Antes de falar sobre como o artigo masculino “O” é pejorativo para as Travestis e Transexuais, tentarei explicar como termos depreciativos caem em desuso conforme o tempo.
Palavras como Caipira, Roceiro, Caboclo e Tabaréu eram utilizadas para se referir as pessoas Atrasadas ou Tolas e deixaram de ser usadas depois dos anos 60, como observou o sociólogo José de Souza Martins. A expansão dos Sindicatos Rurais e o surgimento das Ligas Camponesas facilitaram para dar voz a essa população e entender o estigma que esses termos traziam a eles. Óbvio que uma grande cicatriz social em relação a essas palavras ainda persiste atualmente.
Ou então o uso da palavra Retardado, ela remete ao Capacitismo – E é basicamente a noção de que as pessoas com deficiência física ou mental são incapazes, incompetentes, estúpidos e etc. A palavra Retardado contém um cunho ultrajante para essa classe e também está caindo em desuso.
Para entender então porque o artigo masculino fere a integridade emocional e psicológica da Travesti e da Transexual é preciso ouvir a voz dessa classe. É preciso que elas tenham lugar de fala! Nenhuma Travesti ou Mulher Trans se sentirá representada sendo tratada como homem, quando na verdade ela se identifica como Mulher. Toda pessoa é dotada de autenticidade para se definir. É bizarro falar “O travesti Sara atravessou a rua” como se houvesse alguma concordância com o nome que a pessoa adotou para si mesma. Um nome feminino! Logo, o uso do artigo masculino não o contempla.
Por mais que os conservadores achem que o artigo deva ir de encontro ao gênero designado socialmente a partir do nascimento e do genital, essa noção é muito limitada. Gramaticistas prendem-se as normas gramaticais e esquecem que toda produção humana é válida e que a língua é também um reflexo da sociedade – Não é pra menos que ela é transfóbica! – Não existe nenhuma regra gramatical que possua sentimentos ou consciência. Isso é um privilegio humano. Por mais que a palavra Travesti seja unissex, é preciso saber como essa classe se sente representada! Não haverão Travestis que se identifiquem como Mulher e gostarão de ser tratadas como Homem. Não tem lógica! Não tem coerência.

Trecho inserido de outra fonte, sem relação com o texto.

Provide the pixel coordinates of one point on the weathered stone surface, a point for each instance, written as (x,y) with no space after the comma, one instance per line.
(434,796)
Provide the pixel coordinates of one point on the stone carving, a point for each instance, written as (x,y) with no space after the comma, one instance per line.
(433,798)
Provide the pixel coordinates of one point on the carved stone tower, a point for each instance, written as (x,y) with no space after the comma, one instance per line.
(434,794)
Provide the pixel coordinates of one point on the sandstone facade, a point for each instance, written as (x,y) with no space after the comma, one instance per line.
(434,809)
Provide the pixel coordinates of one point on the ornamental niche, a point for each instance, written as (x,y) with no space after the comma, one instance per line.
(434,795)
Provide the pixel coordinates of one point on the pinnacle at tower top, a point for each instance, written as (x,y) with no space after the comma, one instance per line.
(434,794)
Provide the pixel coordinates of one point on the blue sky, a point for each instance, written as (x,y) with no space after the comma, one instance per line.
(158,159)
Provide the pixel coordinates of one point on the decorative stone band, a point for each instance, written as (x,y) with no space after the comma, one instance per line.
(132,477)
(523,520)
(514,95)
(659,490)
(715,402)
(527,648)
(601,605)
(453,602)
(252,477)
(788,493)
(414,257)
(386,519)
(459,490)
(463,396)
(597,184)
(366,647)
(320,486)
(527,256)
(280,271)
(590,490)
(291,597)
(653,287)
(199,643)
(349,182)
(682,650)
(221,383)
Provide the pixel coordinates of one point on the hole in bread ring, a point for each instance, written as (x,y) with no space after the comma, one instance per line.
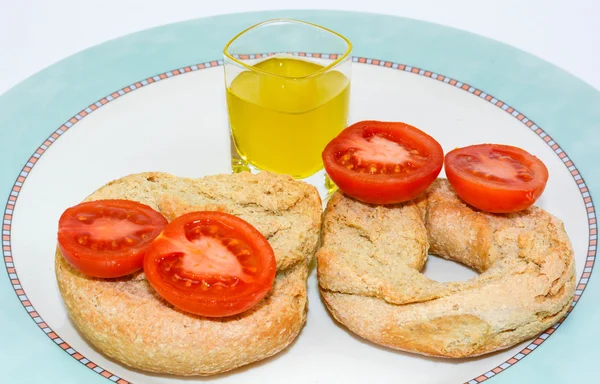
(370,263)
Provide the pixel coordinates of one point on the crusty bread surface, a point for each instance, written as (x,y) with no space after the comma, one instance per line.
(127,320)
(369,273)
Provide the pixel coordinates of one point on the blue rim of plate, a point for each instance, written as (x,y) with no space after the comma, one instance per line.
(16,188)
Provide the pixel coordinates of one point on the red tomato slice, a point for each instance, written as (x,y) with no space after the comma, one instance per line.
(108,238)
(211,264)
(496,178)
(383,162)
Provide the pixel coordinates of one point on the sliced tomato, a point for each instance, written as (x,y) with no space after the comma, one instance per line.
(211,264)
(383,162)
(108,238)
(496,178)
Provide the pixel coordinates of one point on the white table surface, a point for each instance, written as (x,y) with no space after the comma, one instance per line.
(37,33)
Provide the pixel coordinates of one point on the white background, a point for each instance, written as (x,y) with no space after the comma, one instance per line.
(37,33)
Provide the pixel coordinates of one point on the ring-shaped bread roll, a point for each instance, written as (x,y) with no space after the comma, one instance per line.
(370,261)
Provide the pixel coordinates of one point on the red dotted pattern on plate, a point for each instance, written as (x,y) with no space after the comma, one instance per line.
(12,199)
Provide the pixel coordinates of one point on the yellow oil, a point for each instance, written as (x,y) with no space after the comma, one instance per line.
(280,121)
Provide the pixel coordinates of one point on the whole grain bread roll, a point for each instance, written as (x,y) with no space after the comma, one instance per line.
(125,318)
(370,261)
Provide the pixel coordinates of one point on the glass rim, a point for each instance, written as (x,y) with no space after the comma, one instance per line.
(340,59)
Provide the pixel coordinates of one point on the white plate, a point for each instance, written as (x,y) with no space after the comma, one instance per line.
(179,125)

E no caso dos homens transexuais? Não existe O travesti?” 
Não, a identidade travesti é intrinsecamente ligada a pessoa que nasceu com pênis, foi designada homem e transicionou para a mulheridade posteriormente. Homens transexuais são chamados de Homens transexuais, Transhomens e Homenstrans. A própria definição da palavra Travesti é transfóbica:
Travesti

O dicionário Aurélio define a travesti basicamente como “O homem que se veste de mulher”. Sem levar em consideração os fatores biopsicossociais que vão além da indumentária.
Persistir com a noção limitada de que um artigo ou palavra não ofende ninguém… É o mesmo que achar correto o termo Aidético, quando ele na realidade além de pejorativo é uma afronta a dignidade humana da pessoa que é portadora do HIV! Porém, o termo Aidético já foi considerado normal, assim como atualmente ainda é considerado normal tratar travestis como homens. Por mais que a sua identidade de gênero não tenha correlação nenhuma com o gênero que a sociedade lhe atribuiu ao nascer.